Aristóteles pensaba que era mejor amar que ser amado. El amante siempre desea el bien al ser que ama, es consciente del sentimiento que por él profesa y, por tanto, es un ser activo. Por esa razón, aristóteles relacionó la acción de amar con el concepto de acto. Por el contrario, el ser amado puede ser egoísta y no ser consciente de que alguien le ama. No tiene ni siquiera que estar vivo, puede estar muerto o ser un objeto inanimado, como demuestra el amor que sienten los enviudados por el fallecido o el amplio abanico de fetichismos existentes. Así, el ser amado es eminentemente pasivo y, por consiguiente, está relacionado con la potencia. El problema reside en que Dios, según esto, estaría del lado del ser amado. Sería el más pasivo de los seres, puesto que mueve el universo por ser lo más deseable. Pero si el primer motor es un ser pasivo, no puede ser acto puro. Tampoco sería necesariamente bueno y perfecto, puesto que si el amante es más digno que el amado, la dignidad del mundo sería superior a la del primer motor.

La única forma de eludir la paradoja es suponer que el universo funciona de forma diferente en el caso de Dios y en el de los mortales.
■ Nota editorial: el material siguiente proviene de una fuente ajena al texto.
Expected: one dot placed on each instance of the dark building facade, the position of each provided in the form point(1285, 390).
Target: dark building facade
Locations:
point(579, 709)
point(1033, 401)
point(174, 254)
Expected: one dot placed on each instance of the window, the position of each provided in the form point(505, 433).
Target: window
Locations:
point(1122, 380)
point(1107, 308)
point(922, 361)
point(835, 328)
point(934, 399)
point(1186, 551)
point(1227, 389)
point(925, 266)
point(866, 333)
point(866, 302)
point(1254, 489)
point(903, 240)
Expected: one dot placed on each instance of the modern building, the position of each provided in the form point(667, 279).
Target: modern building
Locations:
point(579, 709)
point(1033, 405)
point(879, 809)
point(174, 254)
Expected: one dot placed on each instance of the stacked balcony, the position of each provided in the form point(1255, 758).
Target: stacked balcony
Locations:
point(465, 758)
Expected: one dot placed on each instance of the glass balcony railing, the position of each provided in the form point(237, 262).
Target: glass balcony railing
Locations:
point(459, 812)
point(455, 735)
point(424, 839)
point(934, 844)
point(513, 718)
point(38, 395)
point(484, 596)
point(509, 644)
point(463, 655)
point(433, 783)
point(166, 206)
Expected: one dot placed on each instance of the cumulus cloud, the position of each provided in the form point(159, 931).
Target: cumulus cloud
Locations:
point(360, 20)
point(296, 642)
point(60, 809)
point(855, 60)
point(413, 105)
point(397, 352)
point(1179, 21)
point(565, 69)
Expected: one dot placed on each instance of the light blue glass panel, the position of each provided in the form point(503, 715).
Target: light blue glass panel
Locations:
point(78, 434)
Pero evidentemente, esta incongruencia es una consecuencia imprevista por Aristóteles.

El problema de la teología aristotélica en Santo Tomás

Tomás de Aquino tomó la demostración de la necesidad del motor inmóvil de Aristóteles como la primera de las cinco vías para la demostración de la existencia de Dios. En el resto de argumentos, también se hace notar la influencia aristotélica. Así, la segunda vía reza así:

  1. Consta a los sentidos que en el mundo hay un orden causa-efecto.
  2. No es posible que algo sea causa de sí mismo (todo tiene su causa en otra cosa).
  3. No es posible una serie ilimitada de causas y efectos.
  4. Luego existe una causa incausada y es Dios.
Aunque han existido refutaciones falaces a la segunda vía, existen otras válidas. Como por ejemplo, la de Bertrand Russell: si, como dice el paso 3, no es razonable creer que el mundo sea una cadena causal infinita y no creada ¿por qué debería parecernos más sensato pensar que Dios es un ser incausado como afirma el paso 4? Según Russell, "si puede haber algo sin causa, igual puede ser el mundo que Dios".

La importancia de la filosofía de Aristóteles y su legado intelectual

Hablar de incongruencias en el filósofo que inventó la lógica podría parecer casi un sacrilegio. Huelga decir que a pesar de los problemas planteados, Aristóteles es uno de los más grandes y coherentes filósofos, y su legado es absolutamente imprescindible para la historia de la filosofía.